SANTORUM: If you're looking for someone who fought Hillary Clinton on Iran's sanctions, she was one of four who voted -- who's deciding vote who voted against Iran's sanctions, so we didn't get it in place as earlier as we should have.
I've fought battles against her. In 1994, I ran against the Clinton machine. James Carville and Paul Begala, ran the race against me when I took on the author of Hillary care.
And each one of those battles, I won. You want a fighter, you want a winner, I'd appreciate your vote. Thank you.
SMITH: Thank you, Senator Santorum. Governor Mike Huckabee.
HUCAKBEE: Well, Rick, I'm pretty sure I did also fight the Clinton machine because every election I was ever in in Arkansas, I assure you, they were behind it, helping finance and campaign for every opponent.

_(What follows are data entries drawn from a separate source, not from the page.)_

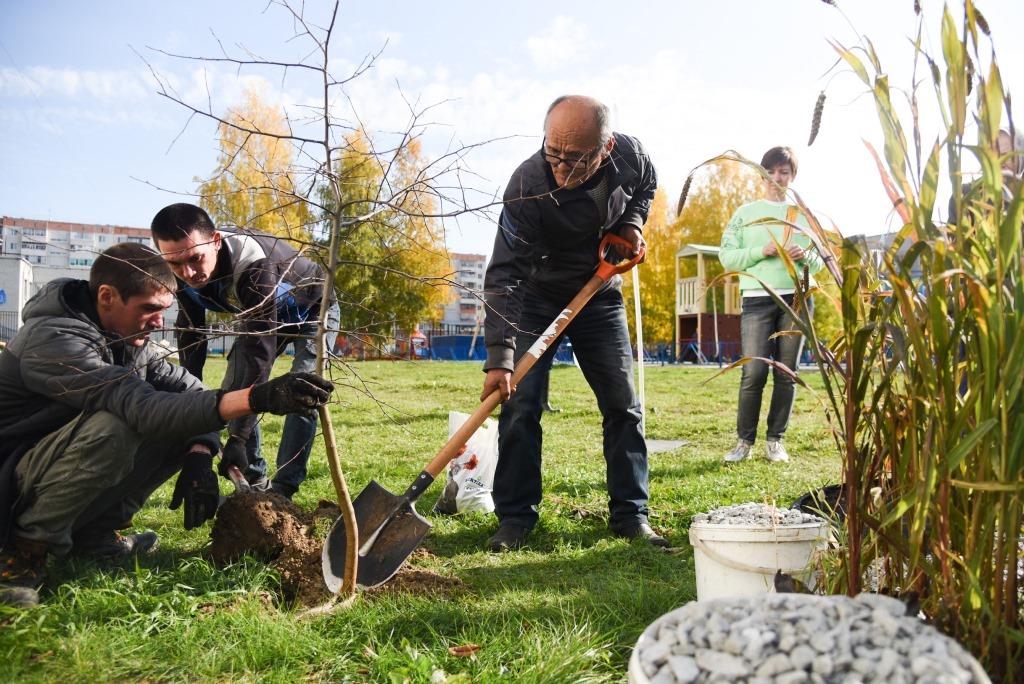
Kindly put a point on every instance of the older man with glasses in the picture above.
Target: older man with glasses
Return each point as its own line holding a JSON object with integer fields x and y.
{"x": 584, "y": 182}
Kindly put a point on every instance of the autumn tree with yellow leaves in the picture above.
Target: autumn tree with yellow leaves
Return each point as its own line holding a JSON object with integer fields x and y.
{"x": 391, "y": 261}
{"x": 720, "y": 189}
{"x": 254, "y": 184}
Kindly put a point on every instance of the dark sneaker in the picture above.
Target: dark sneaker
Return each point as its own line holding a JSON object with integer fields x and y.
{"x": 22, "y": 572}
{"x": 260, "y": 483}
{"x": 642, "y": 531}
{"x": 112, "y": 546}
{"x": 283, "y": 490}
{"x": 508, "y": 538}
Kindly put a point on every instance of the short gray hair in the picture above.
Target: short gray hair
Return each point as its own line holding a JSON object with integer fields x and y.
{"x": 602, "y": 115}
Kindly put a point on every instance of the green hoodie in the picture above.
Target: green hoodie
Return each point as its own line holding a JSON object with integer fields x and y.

And I share with you the understanding that it's going to be a tough battle. But I spent the first half of my adult life in the private and nonprofit sector, raising a family, understanding how tough it is for people to make it.
And that first half of my life is what led me to believe that America needs a different kind of leadership, not people who spent their whole life running from one office to the next, and living off the government dime. And I got involved because I got sick of what I saw.
I also believe that there's got to be some leadership that not only addresses the monetary and military issues of this country, but the moral issues of this country. At the end of every political speech, most of us say, God bless America.
But how can he do that when we continue to slaughter 4,000 babies a day?
HUCKABEE: And I want to be the president that treats every person, including the unborn, as a person. And protect them under the 5th and 14th amendments of the constitution. I close with this word from a gentleman in East Texas named Butel Lucre (ph). He's 100 years old and I met him down in East Texas.
HUCKABEE: And he said this to me. "I sure wish, Mike, we had the days when The Ten Commandments were in all of our capitals and in every school, and we prayed again.
You know, he may be 100 years old, but I believe some of those old ideas to get this country back where we unapologetically get on our knees before we get on our feet might be the best solutions we've ever sought as a country.
HUCKABEE: And I ask for your support and your vote.
SMITH: Thank you, Governor.
REGAN: Carly Fiorina?
FIORINA: My husband Frank, that I mentioned, I love spending time with. He's down there. He was real excited the other day because in New Hampshire, he was introduced as my eye candy.
FIORINA: You know, everybody out there watching knows this. You cannot wait to see the debate between me and Hillary Clinton. You would pay to see that fight.
FIORINA: And that's because you know I will win. And that's important. We've got to start by beating Hillary Clinton.
All of my life, I have been told to sit down and be quiet. Settle. Settle. Don't challenge the system.
That's what the American people are being told now and we have been told that for way too long -- sit down and be quiet about our God, about our guns, about the abortion industry, settle for illegal immigration that's been a problem for decades, as so many of our problems have festered for decades. Accept a system of government and politics that no longer works for us.
I will not sit down and be quiet. And neither will you.
So I ask you to stand with me, fight with me, vote for me, citizens. It is time to take our future back, time to take our politics back. It is time to take our government back. Citizens, it is time. We must take our country back.
REGAN: Thank you to all the candidates.
REGAN: That does it, everyone for the first debate right here in North Charleston.